We pick up the story of Sam Whitwicky and the Autobots a year since the Autobots arrived on Earth. While Optimus and the ‘bots are helping NEST take down terrorists, Sam is trying to get a job and mooching off his new girlfriend, Carly. While on a mission in Chernobyl, Optimus and NEST discover a piece of the Ark, the only Autobot ship to escape from Cybertron. It’s then revealed that the entire reason for the 60’s space race was that the US and USSR were trying to reach the crashed Ark on the moon. The Ark was carrying the technology to build a space bridge for transporting supplies and refugees to another planet and the inventor and captain of the Ark, Sentinel Prime. I don’t want to ruin too much of the plot but eventually an entire invasion force of Decepticons are transported to Earth and completely take over Chicago to use it as a base for total planet conquest. Optimus, the Autobots, Sam and NEST all head into the city to stop the Decepticons and save the Earth.
The glaring problem with Dark of the Moon is that it is way, way, too effing long. For the first hour of the movie there are little sprinklings of Transformers action but for the most part it’s the one thing that Michael Bay is terrible at, character interaction. There are people in this movie that, while they are awesome actors, are completely pointless. John Malkovich, Ken Jeong and Andrew Daly all show up for about five minutes each, have some sort of crazy character affect and then disappear or are killed. There’s also large amounts of exposition that you could have covered in one scene and then cut 30-45 minutes out of the movie with little ill effect on the plot. If Michael Bay had done a solid, focused first 45 minutes and then had the awesome hour long action sequence that ends the movie, it would have been fantastic. There’s also the obligatory visit from Sam’s parents in the beginning, Sam being jealous of Patrick Dempsey and Frances McDormand being a huge bitch (to her credit, she is fun to hate). The only interesting plot pieces from the first hour or so that work are the space race stuff and the revelation that Soundwave and Laserbeak have been, for years, coercing humans into doing jobs for them and then killing them.
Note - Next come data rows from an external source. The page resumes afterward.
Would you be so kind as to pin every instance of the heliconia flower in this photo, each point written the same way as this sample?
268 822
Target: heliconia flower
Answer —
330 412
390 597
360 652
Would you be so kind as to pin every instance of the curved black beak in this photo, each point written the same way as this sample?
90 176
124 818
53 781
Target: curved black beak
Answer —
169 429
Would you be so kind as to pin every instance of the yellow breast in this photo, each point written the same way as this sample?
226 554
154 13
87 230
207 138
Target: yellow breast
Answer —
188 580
As is the norm for Transformers, there are a ton of new robot characters but there are a only a few that work. Leonard Nimoy brings a ton of gravitas as Sentinel Prime and Laserbeak is a surprisingly fun and sadistic character. The big thing that Dark of the Moon was promoting was that fan favorite Transformer Shockwave would be in the movie and he is pretty cool (he controls the giant worm thing you see in the trailers) but he’s in the first ten of minutes of the movie and then completely disappears until the Chicago battle almost an hour and a half later. The rest of the new bots are either cannon fodder Decepticons or not as offensive but still horribly stereotypical Autobots like the weirdly Spanish Dino or angry British Wreckers. Bumblebee and Optimus are still far and away the most well defined characters (Peter Cullen could voice a toaster and I would still follow it into the depths of Hell). Megatron is weirdly sidelined for pretty much the entire movie, although he is still recovering from the ass whomping he got from Optimus at the end of Revenge of the Fallen.
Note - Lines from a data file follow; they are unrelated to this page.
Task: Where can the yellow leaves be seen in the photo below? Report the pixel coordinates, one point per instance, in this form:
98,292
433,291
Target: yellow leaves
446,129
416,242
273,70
Once the action actually kicks in after the first hour or so, it is almost non stop and most of it is spectacular. It doesn’t really make any sense why they are used but the wing suit sequence is amazing, especially considering that stuntmen actually did fly through Chicago skyscrapers. The scene you can see in the trailer where Sam and crew are trapped in a collapsing building is also pretty stunning. As in the last two movies, the best action sequences involve Optimus but, in another weird decision by Bay, Optimus gets fucking tangled in a crane and is out of the action for almost 20 minutes but when he jumps back in, it’s great. If you want to see shit constantly exploding and Chicago almost completely leveled, Dark of the Moon is the movie for you.
The first Transformers movie is still far and away the best movie in the series but Dark of the Moon is a solid second place with Revenge of the Fallen a distant third. Michael Bay desperately needs to hire an editor but he is still a master of staging action sequences and the 3D definitely adds an extra “wow” factor to the action. If you’re prepared to dedicate most of your day to it and you were a fan of the first movie, I would say definitely check out Transformers: Dark of the Moon, just be prepared to slog through the first hour to get to the awesome last hour.